Coding for Cash Cows
The first city to see over a billion dollars of new development under its form-based codes is Nashville, Tennessee. Long before the first FBC was adopted there, the visionary planning director, Rick Bernhardt, changed setbacks to build-to ranges for the more walkable parts of the city, and required parking be on-street or behind the building. With little more than a two-sentence text amendment in their use-based code, the development community got comfortable with building urbanism.
If I can control just one thing – how the building meets the street – I can deliver livable urbanism.” ~Andrés Duany
Now, the certainty provided by the form-based code is driving value. Nashville’s neighborhoods regulated by “form-based zoning increased 113% in value from 2005 to 2013 compared with 33% countywide.”
Other Cool Innovations
Every time we update the Code Study, I’m inspired by my fellow coders. Here are a few more notable codes, although you’d need to give a look at the 654 codes currently on the study to really do them justice.
Codes based on the idea of the rural-to-urban spectrum of the transect make up 52% of the form-based codes adopted or in process today.
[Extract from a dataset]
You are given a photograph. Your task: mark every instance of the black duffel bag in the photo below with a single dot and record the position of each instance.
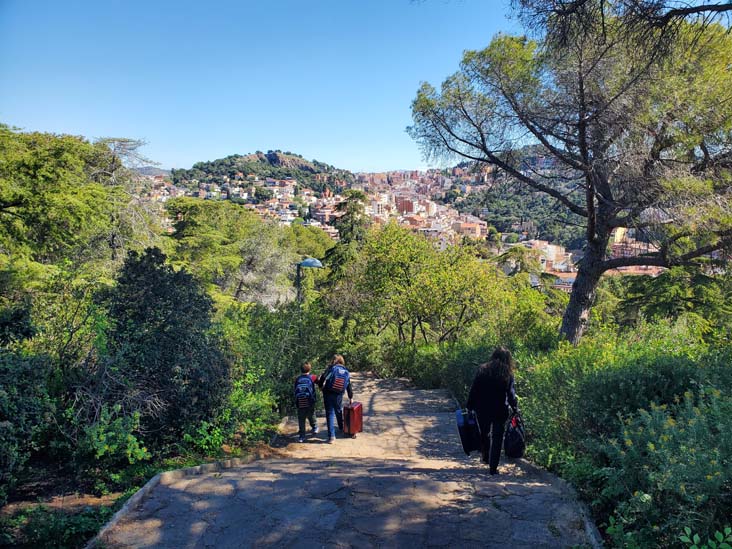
(468, 431)
(514, 443)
They may not use the word transect nor the general terms, but the majority use the idea of these rural-to-urban character zones.
There are a couple definitions of common language, one being in the way that the transect establishes a common language to coordinate planning, urban design, engineering, affordability, and preservation. The second is about moving away from legalese of land use written by and for lawyers, and instead written in plain language of landowners, builders, and designers. DPZ’s Walkable Urban Code for Phoenix removes much of the legalese as well as using the transect as an operating system.
Dover Kohl’s Boulder, Colorado code has some interesting paseos regulations on this frontage code. Check out code section 9-2-16 and Appendix M.
Code Studio’s building configuration illustrations for Fort Worth, Texas are worth a look.
The Michigan Municipal League’s Traverse City, MI FBC has nice flow charts on i.2; how-to on i.3; departures charts on 2.2; and context on 5.3. Consultants assisting the MML were Nederveld and Williams & Works. More good flow charts from Dana Point, California’s Doheny Village, from ROMA Design Group and Opticos.
Additions Always Welcome
The Codes Study, codesstudy.org, is a collaborative effort of thousands of planners and coders. If you’ve contributed, thanks again. If you have updates or additions, please let us know and we’ll include in the next update. Until then, keep up the great work!